На днях умер небезызвестный митрофорный протоиерей Димитрий Смирнов.
Так получилось, что мне довелось узнать его еще в начале его нехилой карьеры.
Он служил на самой окраине Москвы вблизи Алтуфьева в храме возле МКАД. Стал весьма популярным батюшкой, поскольку явно был последователем идей Лескова - сделать Церковь живой; ну или оживленной: говорить с паствой на сочном современном языке вместо того, чтобы выдавать тягучие проповеди на общую тему.
И о. Димитрий рьяно взялся за дело. Он также решил, что проповедь на приблатненном языке - то, что надо, ибо быстрее дойдет до сердец современников. Выглядело это так. О. Димитрий выходит на амвон, задумчиво втягивает ноздрей воздух со свистом и начинает речь, во время которой иногда развязно покачивается. О чём речь? А о чём может вещать набирающий силу воспламенитель сердец? Конечно, о грехах и падении нравов, о чём же еще!
Всё это было, если вдуматься, весьма плоско и не оригинально, но когда на небосводе восходят такие савонаролы, "тогда грубость считалась откровенностью, глупость - прямотой, хитрость - добротой" /© Тынянов/. И для мазохиствующих его обличения становились усладой. Скоро он собрал вокруг себя команду, уже не могшую обойтись без того, чтобы каждую неделю послушать, как батюшка "чистит". "А батюшка-то у нас какой строгий. Говорит: и молиться надо, и поститься – и всё равно на спасешься!" — весьма точно выразила стиль священнообличителя одна из пожилых прихожанок.
А тем временем продолжающееся отпадение людей от столбового пути благочестия всё больше печалило о. Димитрия. И как-то Великим Постом он решил немного исправить род лукавый и прелюбодейный, закатив службу по самому полному чину, какой только имелся в наличии. И когда одуревшему от стояния народу показалось, что св. отец уже вышел с чашей, он ломанулся к амвону, чуть ли не сметя по пути аналои и пр. О. Димитрий, посмотрев на такой упадок веры с глубокой скорбью, с неподражаемым выражением сказал: "Куд-да? А мы еще послужим!" — и, повернувшись к алтарю, продолжил священнодействие.

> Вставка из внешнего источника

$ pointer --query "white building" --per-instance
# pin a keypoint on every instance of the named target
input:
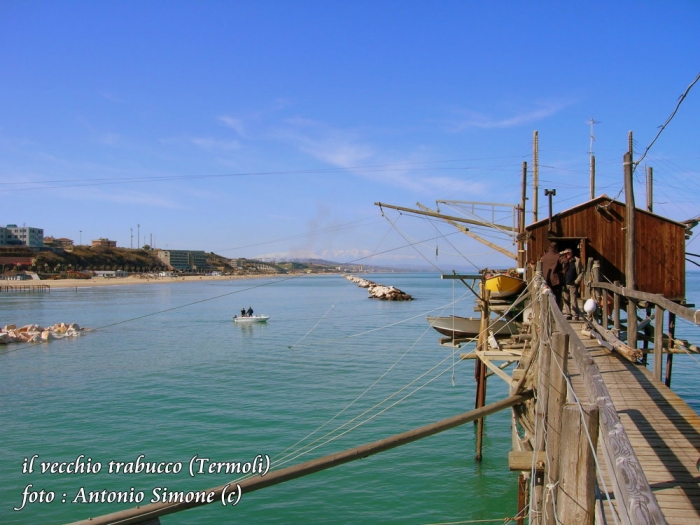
(13, 235)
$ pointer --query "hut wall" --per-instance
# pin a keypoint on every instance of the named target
(660, 244)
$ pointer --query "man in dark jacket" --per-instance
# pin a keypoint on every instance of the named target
(552, 271)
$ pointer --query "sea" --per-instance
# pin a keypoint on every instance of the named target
(164, 378)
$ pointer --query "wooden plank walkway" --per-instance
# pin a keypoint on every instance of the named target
(662, 428)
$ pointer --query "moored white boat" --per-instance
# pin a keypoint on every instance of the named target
(250, 318)
(464, 327)
(503, 285)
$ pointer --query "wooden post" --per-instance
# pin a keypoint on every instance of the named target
(576, 495)
(544, 363)
(616, 310)
(658, 341)
(669, 357)
(522, 263)
(535, 175)
(481, 380)
(630, 250)
(647, 336)
(595, 276)
(555, 400)
(606, 310)
(631, 323)
(522, 499)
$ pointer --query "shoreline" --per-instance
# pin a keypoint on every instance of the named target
(122, 281)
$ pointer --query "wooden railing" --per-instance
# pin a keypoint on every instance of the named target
(636, 503)
(634, 298)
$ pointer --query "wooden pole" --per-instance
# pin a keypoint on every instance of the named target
(521, 220)
(555, 400)
(576, 495)
(481, 382)
(535, 174)
(544, 363)
(522, 499)
(606, 310)
(669, 357)
(630, 254)
(658, 341)
(616, 310)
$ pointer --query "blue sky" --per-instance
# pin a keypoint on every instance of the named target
(269, 128)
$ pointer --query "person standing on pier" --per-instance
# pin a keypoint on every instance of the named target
(552, 271)
(572, 276)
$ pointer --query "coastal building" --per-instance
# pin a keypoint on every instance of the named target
(13, 235)
(105, 243)
(186, 260)
(62, 242)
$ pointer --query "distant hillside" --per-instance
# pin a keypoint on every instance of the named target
(88, 258)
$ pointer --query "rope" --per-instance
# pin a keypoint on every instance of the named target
(588, 437)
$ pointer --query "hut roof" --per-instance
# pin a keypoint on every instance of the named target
(602, 200)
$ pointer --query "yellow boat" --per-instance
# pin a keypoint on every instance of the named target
(503, 285)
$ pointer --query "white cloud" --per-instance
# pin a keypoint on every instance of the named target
(234, 123)
(210, 143)
(473, 119)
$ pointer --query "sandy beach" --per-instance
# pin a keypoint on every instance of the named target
(117, 281)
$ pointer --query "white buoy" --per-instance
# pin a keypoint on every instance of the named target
(590, 306)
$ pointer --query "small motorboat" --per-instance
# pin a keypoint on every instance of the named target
(465, 327)
(250, 318)
(503, 285)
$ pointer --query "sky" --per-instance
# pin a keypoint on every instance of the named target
(268, 129)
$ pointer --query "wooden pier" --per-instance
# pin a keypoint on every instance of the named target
(604, 440)
(25, 288)
(662, 429)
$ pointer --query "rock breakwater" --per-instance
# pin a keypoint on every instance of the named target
(33, 333)
(379, 291)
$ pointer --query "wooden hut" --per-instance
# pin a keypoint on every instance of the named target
(596, 229)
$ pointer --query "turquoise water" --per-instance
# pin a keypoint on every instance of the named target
(169, 375)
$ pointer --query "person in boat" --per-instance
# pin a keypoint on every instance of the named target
(552, 271)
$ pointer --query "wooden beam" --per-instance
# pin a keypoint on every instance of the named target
(153, 510)
(526, 460)
(473, 235)
(576, 489)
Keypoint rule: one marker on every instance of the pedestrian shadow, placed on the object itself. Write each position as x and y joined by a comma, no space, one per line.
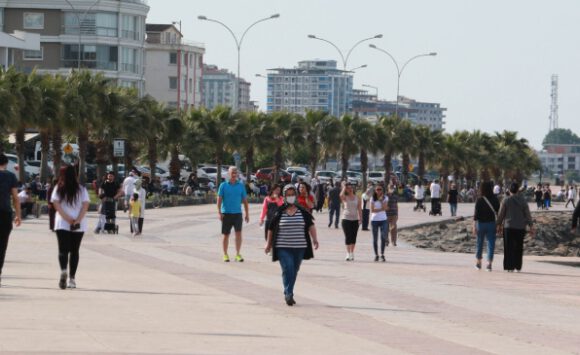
380,309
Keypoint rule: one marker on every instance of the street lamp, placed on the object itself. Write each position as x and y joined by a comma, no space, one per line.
80,19
238,46
342,56
373,87
400,69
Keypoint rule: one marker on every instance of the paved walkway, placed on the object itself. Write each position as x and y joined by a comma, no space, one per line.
169,292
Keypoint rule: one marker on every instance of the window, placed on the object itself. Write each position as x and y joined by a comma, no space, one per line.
33,20
173,82
33,55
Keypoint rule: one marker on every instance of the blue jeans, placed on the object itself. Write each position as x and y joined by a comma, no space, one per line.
334,210
453,207
384,226
485,229
290,260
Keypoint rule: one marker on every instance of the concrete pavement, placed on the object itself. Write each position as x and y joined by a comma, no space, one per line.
168,292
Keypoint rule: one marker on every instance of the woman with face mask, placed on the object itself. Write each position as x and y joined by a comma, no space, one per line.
291,238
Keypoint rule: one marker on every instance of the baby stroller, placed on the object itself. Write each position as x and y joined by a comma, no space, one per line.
109,209
419,206
435,207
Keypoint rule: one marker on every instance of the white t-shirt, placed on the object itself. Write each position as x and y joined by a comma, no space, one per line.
73,210
435,190
382,215
419,192
129,186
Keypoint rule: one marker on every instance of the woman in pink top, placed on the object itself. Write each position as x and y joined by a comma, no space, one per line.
271,204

Впрочем были у нового Савонаролы и обломы. Как-то раз он произносил особенно проникновенную обличительную проповедь. И когда речь достигла кульминации, стоявший в первых рядах маразматического вида старик вдруг громко сказал: "Да ну! Ерунду какую-то несет," — и с этими словами стал пробираться к выходу, повторяя: "Да ерунду какую-то говорит!".
Потом я лишь обрывками слышал о его дальнейших подвигах. Знал, что он получил в управление церковь Митрофана Воронежского на Новослободской ул. (и, видимо, не одну). А в конце концов он стал главой отдела по взаимодействии с силовыми структурами, обер-протопресвитером, выражаясь по-дореволюционному.
Подвижничества на ниве обличения он не бросил. Выступал против контрацепции, в которой видел мягкий вариант человекоубийства (имея при этом каким-то образом из детей только одну дочь - чудны дела Господни). Оклеивал столбы и вагоны метро листовочками аборт – это убийство! (при этом намекая на то, что если есть угроза здоровья будущей матери, благочестивее убить мать, но не плод). А однажды, видимо, всерьез вообразив, что в его руках вооруженные силы, послал своих фанатов громить каких-то "нечестивцев" и "богохульников".
И чем больше он занимался насаждением благочестия со своей, надо сказать, весьма не благочестивой внешностью и бочкообразной фигурой, тем сильнее в голове звучали знаменитые стихи:
Смутные чувства вызывала его деятельность и сам он как пастырь. Но как его охарактеризовать, где найти слово?
И вот однажды я узнал, что он, обличая революционеров прошлого, сказал: "А почему их всё время называют “народниками”, “революционными демократами”? Почему бы не сказать о них просто: негодяи!?".
И вот оно, кажется, слово - НЕГОДЯЙ! Процветающий на волне общего помрачения мозгов негодяй!
Однако шее нашего героя не довелось пройти испытания весомым задом. О. Димитрий скончался, по неофициальным данным, как и многие другие священнослужители, от последствий коронавируса.
Конечно, я не знаю, что ждет его по ту сторону земного бытия. Но скажу прямо: почему-то я ему не завидую.